Nie mehr unbefristete UN-Sanktionen

Die fehlende Wirkung des Embargos auf Saddam Hussein sorgt in der UNO für Grübeln  ■ Von Andreas Zumach

Genf (taz) – So verfahren und ausweglos die aktuelle Debatte um die Fortsetzung, Lockerung oder gar völlige Aufhebung der Sanktionen gegen Irak ist, für künftige Zwangsmaßnahmen der UNO hat der Fall Irak zumindest eine Klarheit geschaffen: „Der UN-Sicherheitsrat wird nie mehr zeitlich unbegrenzte Sanktionen gegen ein Land beschließen, die sich nur durch erneuten Mehrheitsbeschluß des Rates sowie mit Zustimmung oder zumindest Enthaltung der fünf Vetomächte lockern oder ganz aufheben lassen.“ Diese „feste Überzeugung“ äußerte Deutschlands UN-Botschafter Tonio Eitel in der vergangenen Woche in Bonn bei einer Tagung „Sanktionen für den Frieden?“

Eitels Überzeugung wird von Diplomaten anderer Länder ebenso geteilt wie von MitarbeiterInnen der UN-Sanktionsabteilung. Weniger Konsens herrscht allerdings über die Alternative. Für den deutschen Botschafter heißt sie: von vornherein zeitlich begrenzte Sanktionsbeschlüsse mit klar definierten Zielen, deren wiederum zeitlich begrenzte Verlängerung erneut einer Mehrheit im Sicherheitsrat sowie der Zustimmung oder zumindest Enthaltung der fünf Vetomächte bedarf. Eitel, der während der letzten Mitgliedschaft und zeitweisen Präsidentschaft Deutschlands im Sicherheitsrat in den Jahren 1995 und 1996 Erfahrungen im Sanktionsausschuß des Rates sammelte, benannte auch einen triftigen Grund für das Interesse der Bundesregierung an einem ständigen Sitz Deutschlands im höchsten UNO- Gremium: Nur wer im Rat dabeisei, könne auch mitreden, wenn – wie aktuell im Zusammenhang mit den Ölexportgenehmigungen für Irak – über lukrative Geschäfte für ausländische Firmen entschieden wird. Immerhin geht es im Fall Irak seit Dezember 1996 um Ölexporte im Wert von zwei Milliarden US- Dollar pro Halbjahr. Der Sicherheitsrat wird diese Summe demnächst wohl auf drei Milliarden aufstocken. Bislang teilen sich französische, russische, US-amerikanische und britische Firmen weitgehend das Geschäft.

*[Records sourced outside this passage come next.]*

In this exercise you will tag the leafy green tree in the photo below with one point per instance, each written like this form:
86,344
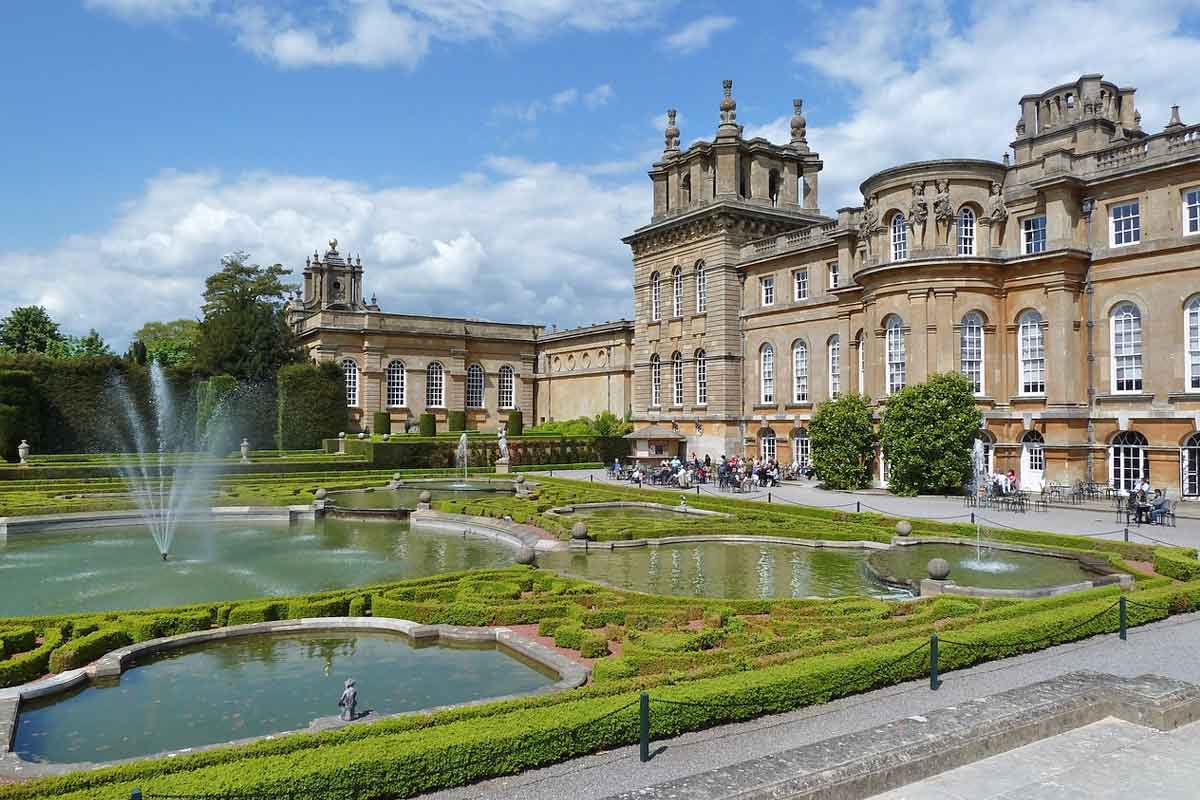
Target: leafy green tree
927,434
244,332
29,329
172,344
843,440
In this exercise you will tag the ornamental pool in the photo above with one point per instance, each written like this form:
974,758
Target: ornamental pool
257,685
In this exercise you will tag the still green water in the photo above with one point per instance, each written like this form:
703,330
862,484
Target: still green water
111,569
725,570
985,570
259,685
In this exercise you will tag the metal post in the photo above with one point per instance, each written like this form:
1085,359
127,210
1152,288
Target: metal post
934,683
646,727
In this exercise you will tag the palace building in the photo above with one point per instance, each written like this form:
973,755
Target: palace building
1063,280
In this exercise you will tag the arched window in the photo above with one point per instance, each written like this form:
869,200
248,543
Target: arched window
677,378
677,292
505,389
862,362
971,350
1126,341
767,449
351,371
1031,343
1192,336
966,230
834,350
767,374
435,385
655,380
895,350
474,386
899,239
1128,464
802,447
799,372
396,380
1189,467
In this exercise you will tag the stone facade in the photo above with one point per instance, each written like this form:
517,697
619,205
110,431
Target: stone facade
408,365
1065,280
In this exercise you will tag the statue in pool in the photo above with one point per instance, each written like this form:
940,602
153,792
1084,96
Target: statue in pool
348,701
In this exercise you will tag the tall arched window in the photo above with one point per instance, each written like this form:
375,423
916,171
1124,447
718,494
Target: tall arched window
1189,467
1031,344
971,350
435,385
474,386
655,380
767,374
966,230
799,372
1126,341
396,380
834,350
351,371
677,378
1192,337
899,239
862,362
505,388
677,292
1128,464
895,350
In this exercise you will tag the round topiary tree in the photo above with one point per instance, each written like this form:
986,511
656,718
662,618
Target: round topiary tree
843,440
927,434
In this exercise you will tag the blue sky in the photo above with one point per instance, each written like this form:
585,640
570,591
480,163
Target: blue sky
484,156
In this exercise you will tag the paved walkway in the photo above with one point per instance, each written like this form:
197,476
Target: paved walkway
1110,759
1170,648
1060,521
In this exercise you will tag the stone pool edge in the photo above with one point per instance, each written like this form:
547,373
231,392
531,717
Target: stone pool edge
570,675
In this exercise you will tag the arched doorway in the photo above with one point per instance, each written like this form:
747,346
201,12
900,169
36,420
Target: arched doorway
1127,461
1189,467
1033,461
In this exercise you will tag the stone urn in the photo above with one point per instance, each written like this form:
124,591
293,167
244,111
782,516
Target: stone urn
939,569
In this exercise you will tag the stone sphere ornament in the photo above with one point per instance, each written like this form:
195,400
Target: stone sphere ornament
939,569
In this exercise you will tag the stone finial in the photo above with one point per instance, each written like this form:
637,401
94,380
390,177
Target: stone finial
671,136
729,106
1175,122
799,126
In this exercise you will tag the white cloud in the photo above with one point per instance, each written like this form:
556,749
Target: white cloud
384,32
696,35
151,10
934,91
520,241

Diskussionsgrundlage der Tagung in Bonn war eine im Auftrag der Stiftung „Frieden und Entwicklung“ erstellte Studie. Sie untersucht Ziele, Funktionsweise und Wirkung der zwölf Sanktionsbeschlüsse, die der Sicherheitsrat seit 1945 gefällt hat: zwei bis zum Ende des Ost-West-Konflikts im Jahre 1990 (Rhodesien, Südafrika) und zehn seitdem (Irak, alle Nachfolgestaaten Jugoslawiens, Serbien/Montenegro, Somalia, Libyen, Liberia, Haiti, Unita in Agola, Ruanda, Sudan). Bis auf die Maßnahmen zum ehemaligen Jugoslawien richteten sich alle Sanktionsbeschlüsse gegen Staaten des Südens. In allen Fällen verfügte die UNO über keine oder nur sehr unzureichende Mittel, die Wirkungsweise zu beobachten, um dann auf einer gesicherten Basis auch über Aufhebung, Lockerung oder Fortsetzung, Verschärfung oder gar den Einsatz militärischer Mittel entscheiden zu können. Besonders folgenschwer wirkte sich dieses Defizit 1990/91 im Fall der Irak- Sanktionen aus, wie Jürgen Dedring, ehemaliger Mitarbeiter der UNO-Sanktionsabteilung in Bonn, bestätigte. Ende Dezember 1990 legte die CIA US-Präsident George Bush eine Analyse vor, wonach die am 6. August 1990 verhängten Wirtschaftssanktionen gegen Irak (Resolution 661) innerhalb von knapp fünf Monaten bereits zum Rückgang von 97 Prozent der Importe, 90 Prozent der Exporte und 45 Prozent des Bruttosozialprodukts des Landes geführt hatten. Damit handelte es sich um die mit Abstand erfolgreichste aller rund 130 Sanktionsmaßnahmen, die in diesem Jahrhundert von der UNO, dem Völkerbund oder einzelnen Staaten gegen Staaten oder bestimmte Bevölkerungsgruppen verhängt wurden. Die CIA empfahl Bush damals die konsequente Fortsetzung der Sanktionen und prophezeite, daß Bagdad nach spätestens weiteren sechs Monaten seine Besatzungstruppen in Kuwait nicht mehr versorgen könne und diese abziehen müsse. Damit wäre das Ziel der Sanktionsresolution 661 erfüllt gewesen. Die Auflage zur Vernichtung aller Massenvernichtungswaffen und ballistischen Raketen wurde dem Irak erst in der Waffenstillstandsresolution 687 vom 1. März 1991 gemacht. Doch Präsident Bush hielt die CIA-Analyse geheim und sorgte mit der Behauptung, die UNO-Sanktionen seien gescheitert, für die Zustimmung des US-Kongresses und der Verbündeten zum Krieg.